Sun, 28 Dec 1997

Journalism at the crossroads as media ownership varies

Media has been so commercialized that news has sometimes more in common with product promotion than journalism, writes author Norman Solomon in this Inter Press Service special report.

NEW YORK: Politicians in the United States have been calling for campaign finance reform, but they keep raising as much cash as possible.

Likewise, although with less fanfare, journalists are complaining that their craft has become a mere chase after money, and they must run to keep up.

The media consumer, meanwhile, is left like the proverbial frog in a pan of water apt to be boiled to death before the gradual increase in temperature causes sufficient alarm. As they have become accustomed to a steady rise in the commercialization of the media, few Americans take a leap toward active opposition.

Constant commercial intrusions often laced with 'sexploitation' seem normal and acceptable because they're so routine. Many news reports have more in common with product promotion than with journalism.

With the boom in cyberspace, it's difficult to predict exactly how media technology will change but it's become the main guessing game for industry analysts who speculate about technical advances and fierce battles for market share.

Numerous key questions, however, are ignored or get short shrift:

Will media coverage be diverse in the future?
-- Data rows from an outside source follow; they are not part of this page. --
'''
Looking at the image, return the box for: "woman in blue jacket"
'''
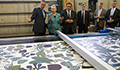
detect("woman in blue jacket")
[48,5,64,35]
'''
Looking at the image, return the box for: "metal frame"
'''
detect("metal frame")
[57,30,115,70]
[106,27,120,32]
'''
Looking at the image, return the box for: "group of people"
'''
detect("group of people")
[27,0,120,36]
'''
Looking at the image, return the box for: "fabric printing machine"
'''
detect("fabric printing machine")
[56,27,120,70]
[1,28,120,70]
[0,35,94,70]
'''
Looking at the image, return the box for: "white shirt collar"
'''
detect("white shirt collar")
[67,10,71,13]
[111,7,116,11]
[99,8,102,11]
[81,10,85,12]
[110,7,116,16]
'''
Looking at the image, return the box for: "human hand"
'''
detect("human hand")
[98,16,101,19]
[77,26,79,29]
[48,17,52,20]
[88,26,90,29]
[61,26,63,29]
[27,16,31,22]
[66,19,70,23]
[107,20,114,23]
[95,16,98,19]
[70,19,73,23]
[60,17,64,20]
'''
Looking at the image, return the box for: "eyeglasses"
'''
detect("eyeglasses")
[67,6,72,7]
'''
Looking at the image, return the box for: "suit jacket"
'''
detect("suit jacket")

Prospects are bleak. Consolidation of media ownership has been so rapid in recent years that a mere 10 corporations now control the majority of this country's news and information flow. Top spot belongs to Time Warner, followed by Disney, Viacom, News Corp (Rupert Murdoch), Sony, TCI, Seagram, Westinghouse, Gannett and General Electric.

Those conglomerates are in business to maximize profits and they are hardly inclined to provide much media space for advocates of curtailing their power.

Who will have access to the glut of media programming?

For the most part, the people who can pay for it. Consider television. In most cases, channels on local cable TV are selected by big national cable system firms that function as "gatekeepers". Not only is the range of programming limited, the service is available only to viewers who can afford it and costs can be hundreds of dollars per year.

Who will control the huge institutions running the mass media show?

The brief answer is: millionaires and billionaires.

Who will decide what news is important and what information should be widely disseminated?

In theory, journalists play their part but, in practice, editors are accountable to media executives who, in turn, are accountable to management.

Ultimately, therefore, owners set the tone and priorities.

In the media nation that looms on the horizon, what role will democracy end up playing?

The sad truth is likely to be, a very small one.

"Freedom of the press is guaranteed only to those who own one," critic A.J. Liebling quipped several decades ago. Though the presses are a small part of the news media picture today, the logic of Liebling's remark holds true:

Already, a tiny number of companies including General Electric (which owns NBC), Westinghouse (CBS), Time Warner (CNN and cable systems), TCI (cable systems) and America Online largely determine what makes it onto screens throughout the United States.

Moreover, there's no sign that this trend is going to slow down. On the contrary, it has accelerated since the landmark Telecommunications Act became law in February 1996. Now, to a great extent, a few mammoth firms are programming America's media.

A hundred years ago, the writer Anatole France commented: "The law, in its majestic equality, forbids the rich as well as the poor to sleep under bridges, to beg in the streets, and to steal bread."

Today, in its majestic equality, the federal government allows you, me and billionaires like Rupert Murdoch, the right to buy as many newspapers, magazines, TV networks and satellite communication systems as we can.

The notion that a "free market" equals free speech is comforting but misleading especially when a few bloated corporations have the economic weight to sit on the windpipe of the First Amendment.

We must get realistic about the obstacles blocking democratic discourse in our society. Only then will it be possible to summon the determination to fight for the media diversity that future generations deserve.

Norman Solomon is a syndicated columnist and co author of Wizards of Media Oz: Behind the Curtain of Mainstream News.